Una vieja leyenda dice que antes se enseñaba a escribir con los diarios, que en los diarios era posible hallar un buen escribir. Desconfío profundamente de las viejas leyendas, así que nada de lo aquí dicho deberá tener olor a nostalgia. Pero, sin ánimo de cotejar con el pasado, es relativamente sencillo observar que asistimos a unos de los momentos de mayor pobreza literaria en los medios gráficos. Desde el éxito de la categoría infraintelectual de “la gente” como colectivo de pertenencia social, impuesto por algún matutino que, a esta altura, parece que él mismo estuviera parodiando a la revista Barcelona y no al revés, hasta fórmulas como “el gobierno salió a pegarle a la oposición” (¿De dónde salió? ¿De su encierro? ¿De la cárcel? ¿Del closet?), sólo mi formidable pereza me impide armar un catálogo de lugares comunes y torpezas sintácticas leídas a diario. Pues suspendo aquí este grave alegato, que alcanza también muchas veces a los suplementos y revistas culturales donde, se supone, debería escribirse con cierto estilo. Por eso, es raro y agradable encontrar textos inteligentes, agudos, eruditos y hasta irónicos en el amplio mundo de la prensa. Este suplemento es uno de los lugares donde, muchas veces, ocurre tal experiencia. Pero tampoco avanzaré por ese camino, a riesgo de ser acusado de obsecuente (alcanza con leer la nota de Chitarroni sobre Nabokov para entenderlo). Repararé, entonces, en dos crónicas publicadas recientemente en medios de la competencia. Una, sobre 6, 7, 8, escrita por Esteban Schmidt en Rolling Stone; la otra sobre Gardel, por María Moreno en Ñ.

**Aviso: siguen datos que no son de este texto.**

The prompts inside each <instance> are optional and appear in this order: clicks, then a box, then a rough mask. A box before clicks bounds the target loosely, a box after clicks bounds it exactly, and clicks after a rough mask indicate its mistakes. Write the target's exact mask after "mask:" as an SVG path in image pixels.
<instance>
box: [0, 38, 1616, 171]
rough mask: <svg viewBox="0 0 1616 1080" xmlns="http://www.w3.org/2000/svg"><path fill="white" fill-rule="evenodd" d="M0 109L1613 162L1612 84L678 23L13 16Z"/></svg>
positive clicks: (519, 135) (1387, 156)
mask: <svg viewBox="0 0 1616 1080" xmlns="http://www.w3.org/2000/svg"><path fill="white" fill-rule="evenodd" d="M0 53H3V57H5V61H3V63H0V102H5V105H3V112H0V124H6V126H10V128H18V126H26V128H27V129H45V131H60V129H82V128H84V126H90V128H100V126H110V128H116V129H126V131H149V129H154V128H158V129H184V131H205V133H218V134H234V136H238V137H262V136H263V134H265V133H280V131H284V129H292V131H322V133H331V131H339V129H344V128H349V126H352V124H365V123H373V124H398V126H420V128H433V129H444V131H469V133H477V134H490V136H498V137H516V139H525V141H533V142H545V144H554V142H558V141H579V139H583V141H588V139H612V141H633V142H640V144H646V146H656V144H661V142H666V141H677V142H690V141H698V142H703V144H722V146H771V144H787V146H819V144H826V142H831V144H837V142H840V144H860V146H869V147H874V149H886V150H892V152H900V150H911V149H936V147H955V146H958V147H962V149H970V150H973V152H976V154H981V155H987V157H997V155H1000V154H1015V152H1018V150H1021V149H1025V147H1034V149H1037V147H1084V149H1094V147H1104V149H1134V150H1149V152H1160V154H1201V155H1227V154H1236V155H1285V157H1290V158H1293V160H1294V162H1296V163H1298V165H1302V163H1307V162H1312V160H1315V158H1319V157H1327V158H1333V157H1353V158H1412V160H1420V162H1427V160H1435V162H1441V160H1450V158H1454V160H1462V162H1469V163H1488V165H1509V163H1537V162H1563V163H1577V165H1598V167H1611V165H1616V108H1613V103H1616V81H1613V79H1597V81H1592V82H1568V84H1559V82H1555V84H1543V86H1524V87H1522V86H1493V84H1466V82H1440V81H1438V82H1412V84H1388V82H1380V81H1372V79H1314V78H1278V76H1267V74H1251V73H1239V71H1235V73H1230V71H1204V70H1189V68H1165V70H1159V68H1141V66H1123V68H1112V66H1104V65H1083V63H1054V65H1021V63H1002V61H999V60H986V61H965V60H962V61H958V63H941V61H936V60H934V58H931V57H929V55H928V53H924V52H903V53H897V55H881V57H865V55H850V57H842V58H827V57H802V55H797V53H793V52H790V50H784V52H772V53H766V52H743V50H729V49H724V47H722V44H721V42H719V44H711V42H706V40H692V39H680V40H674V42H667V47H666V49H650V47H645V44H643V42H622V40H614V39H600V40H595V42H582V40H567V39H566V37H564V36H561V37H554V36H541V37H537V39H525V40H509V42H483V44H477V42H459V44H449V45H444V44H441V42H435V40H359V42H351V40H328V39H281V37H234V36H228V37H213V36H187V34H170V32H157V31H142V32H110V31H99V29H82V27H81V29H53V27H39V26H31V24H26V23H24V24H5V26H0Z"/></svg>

El talento de Schmidt reside en imponer, de entrada, una mirada lateral sobre el tema. O mejor dicho, una entrada al tema por un personaje lateral: Cabito. El panelista que todos queremos ser (es decir, el que no se sabe para qué está). Y más aún: ingresa por las llaves de su auto, por la forma en que sostiene las llaves, y desde allí, desde ese gesto que a otro hubiera pasado inadvertido, despliega un conjunto de observaciones de una frialdad magistral, como un in crescendo en el que se mezcla una lupa política (que piensa al programa, y más lejos, al kirchnerismo, con la densidad conceptual y los méritos que corresponden), estiletes de malicia, datos incomprobables (¡pero allí reside el encanto de una crónica!) y un final impecable sobre el lugar insoportable de Orlando Barone. De Cabito a Barone, Schmidt piensa la crónica como un viaje desde la periferia al centro, en el que el “caso 6-7-8” es un punto de pasaje hacia ese lugar de llegada, al que nunca se llega.
Decir que María Moreno escribe bien es tan obvio como decir que el Sol sale por el Este o que el agua hierve a cien grados a nivel del mar. Convertida en obviedad, no deja entonces de ser interesante volver a preguntarse qué significa escribir bien, en esta época en que los medios (y las editoriales) están abarrotados de empleados que escriben bien (egresados de escuelas de periodismo, de Puán, de talleres literarios, de becas diversas: hoy en día redactar una frase correctamente se ha vuelto un commodity). El secreto de Moreno no reside, entonces, en escribir bien, sino en pensar distinto. Sus crónicas periodísticas tienen algo ausente en la mayoría de las prosas “bien escritas”: una estrategia frente al texto. Así comienza el artículo: “Gardel me irrita”. Para luego avanzar, bajo el modo de la máscara autobiográfica, en su retrato de adolescencia: la chica de 14 años, presa de algún tipo de depresión, que en lugar de volverse beat escucha a Gardel en la radio de trasnoche. Y desembocar, finalmente, en una teoría personal, inclasificable, única de la lectura (y volver a su amor por Gardel). La crónica como un modo solapado de la autobiografía descentrada (o viceversa).